Let me put this out there - I DIDN'T HAVE A CHOICE to go. You may say I did, but I didn't. I have a big mouth, lots of opinions, I'm a social worker who has spent her career advocating for the rights of children and people with disabilities, sat on advisory boards, given presentations. And um, have you read my blog? I would be a hypocrite to NOT go. I've spent my career trying to help other people, and now it was my turn to go to Washington and ask them to help my son.
I wasn't scared to go by myself, I was approaching it as a 'vacation' - 4 days away by myself in DC! Woot! AND I'd be FINALLY getting to meet all those cool people who live in my computer, who are connected to me by a Fragile X and the internet. Virtual becomes live! Plus a hotel room by myself for 3 nights - that's luxury for a mom of small kids.
In attendance for NFX training and advocacy day were 150 advocates from 37 different states. I was constantly trying to put real faces to names, trying to connect names to states, and understanding the different roles rules and administration of a national agency. The week was a blur of dinners, taxis, breakfasts, training, tourist activities and of course the big day itself, Advocacy Day! Interestingly enough, it became apparent that people from other states are BIG huggers and kissers, and ALSO very close sitters/standers. It's weird for a cold hearted Masshole like me, but I allow it because to me, they are like aliens from other planets - they don't understand our ways, therefore it's some what forgivable.
Regardless of what activity was going on, I was always sitting next to someone just like me. Granted, sometimes they had a penis and were a father, and some were supporters of the FX community, and even an occasional professional from NFX (and even many of them were parents of kids with FX).
But mostly, they were mothers, just like me, who had a broken and Fragile X and had passed it down to our children, down to our sons and some of our daughters. And then, after diagnosis, we could all trace Fragile X back up through our families trees. Women affected by infertility, ovarian insufficiency, and early menopause. Men misdiagnosed with Alzheimer's or other neurological disorders. Many of us are the first generation to live with the 'real' diagnosis, as it was only 'discovered' in 1989. Fragile X runs through their family trees like mine, a delicate genetic code repeating and repeating and repeating to rear it's ugly head with the select 'lottery winners.' We all have two good X's ya know, why did we have to pass on the BAD one! 50/50. Damn.
We had all accidentally checked into the Hotel California, and you know how that place is. NEVER. LEAVE. NEVAHHHH!
The bonds of an similarly experienced life can lead to personality quirks that are perhaps 'made' more than 'born' - lack of self consciousness, outspoken, assertive, fearless (at least on the outside). Squeaky wheels. Stories of "Hey, are you looking at my kid?? WHAT THE FUCK ARE YOU LOOKING AT??" (and that WASN'T EVEN ME!). Watch out for the Southern ladies!
Don't mess with these mommas, don't mess with the honey badgers, don't mess with our kids. This FX thing creates mother and fathers and siblings who aren't afraid to stand up and react, educate, fight. Lots of big mouths at this place. And I LOVED EVERY MINUTE OF IT. These are my people. At dinners, in taxis, at tables, they were everywhere - my FX family.
Walking through DC in the sunrise with the largest of group of advocates the NFX has ever had, I was suppressing tears of awe and happiness and pride.
(I'm from Mass, we don't cry.)
|Thanks to Shannon Gatewood for photo publication rights.|
Capitol Hill has 6 different buildings for the Representatives and Senators, and we were scheduled for 5 meetings in 7 hours, but I attended an extra two (why not? what else to do?) so all told I ran to 7 meetings between the buildings, including a secret squirrel meeting in the US Capitol with a top Health Aide to the Speaker of the House!

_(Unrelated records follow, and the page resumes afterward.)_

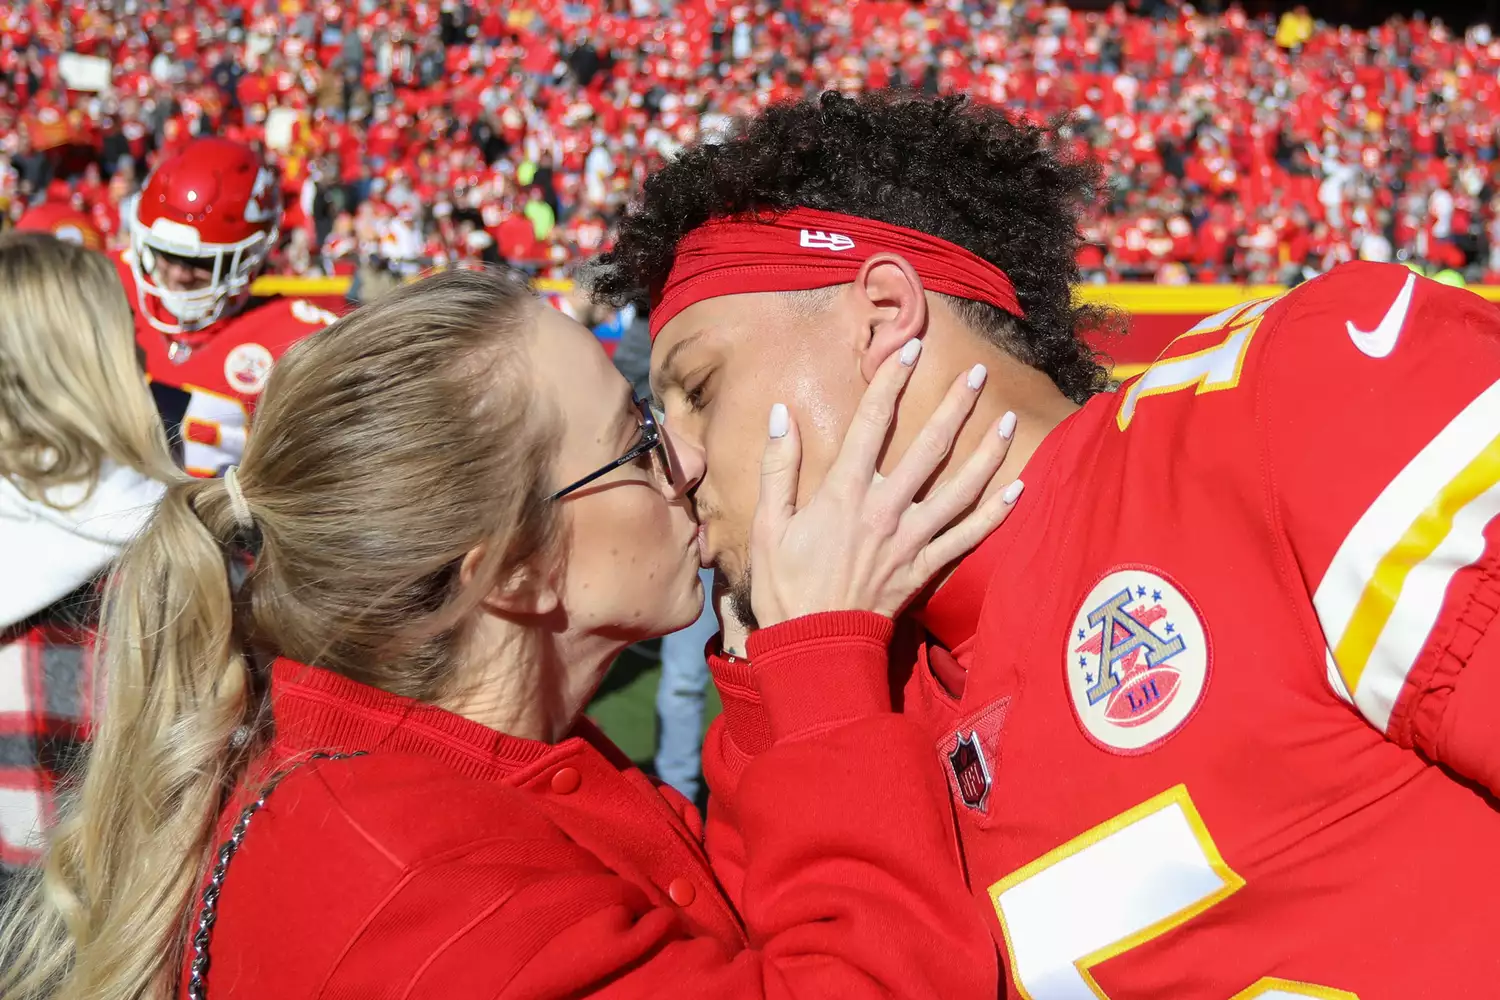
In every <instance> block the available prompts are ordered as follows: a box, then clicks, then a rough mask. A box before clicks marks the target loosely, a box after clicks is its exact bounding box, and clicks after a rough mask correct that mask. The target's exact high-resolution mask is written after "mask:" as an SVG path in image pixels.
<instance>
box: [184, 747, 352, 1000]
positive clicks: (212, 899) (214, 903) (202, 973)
mask: <svg viewBox="0 0 1500 1000" xmlns="http://www.w3.org/2000/svg"><path fill="white" fill-rule="evenodd" d="M366 753H368V751H363V750H357V751H354V753H348V754H333V753H315V754H311V756H309V757H306V759H305V760H299V762H297V763H294V765H291V766H288V768H282V769H281V771H278V772H276V774H273V775H272V777H270V778H269V780H267V781H266V784H264V787H261V793H260V795H258V796H257V798H255V801H254V802H251V804H249V805H246V807H245V810H243V811H242V813H240V819H237V820H236V822H234V826H233V828H231V831H229V840H226V841H223V843H222V844H219V852H217V853H216V855H214V861H213V871H211V873H210V876H208V885H207V886H204V891H202V906H201V907H199V909H198V930H196V933H193V936H192V969H190V973H189V978H187V1000H204V997H205V994H207V984H205V982H204V978H205V976H207V975H208V940H210V939H211V937H213V925H214V922H217V919H219V894H220V892H222V891H223V876H225V874H226V873H228V870H229V861H231V859H233V858H234V855H236V852H239V850H240V843H242V841H243V840H245V831H248V829H249V826H251V819H252V817H254V816H255V814H257V813H260V811H261V807H263V805H266V796H269V795H270V793H272V792H275V790H276V786H279V784H281V783H282V781H284V780H285V778H287V775H290V774H291V772H294V771H297V768H300V766H303V765H306V763H312V762H314V760H347V759H350V757H363V756H365V754H366Z"/></svg>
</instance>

|Rep James McGovern, who signed on to cosponsor the ABLE act that day! He rocks.|
|National Fragile X Foundation Advocacy Day, March 6th 2012, Washington DC|
After a day of walking non-stop, we decided to cap the night off with - dinner and a 'walking tour' of the monuments!?? Huh?! These bitches are crazy! And it was worth every minute - only got one blister! Woot! The monuments, although always moving, seemed ghostly and even more devastatingly sad at night. We punctuated our walk looking for beverage stops, but it turns out there isn't many of those near all the big pointy things. Next time, BYOB.
And then, the night before I left - I cried in my hotel room bed before I fell asleep. And then I cried the morning I was leaving, while hugging all my friends goodbye, my FX family peeps. I had to sniffle back tears walking through the hotel lobby. I DIDN'T cry in the airport or plane, because that was FAR too public.
But I cried halfway down the Mass Pike, in the car. I miss my friends.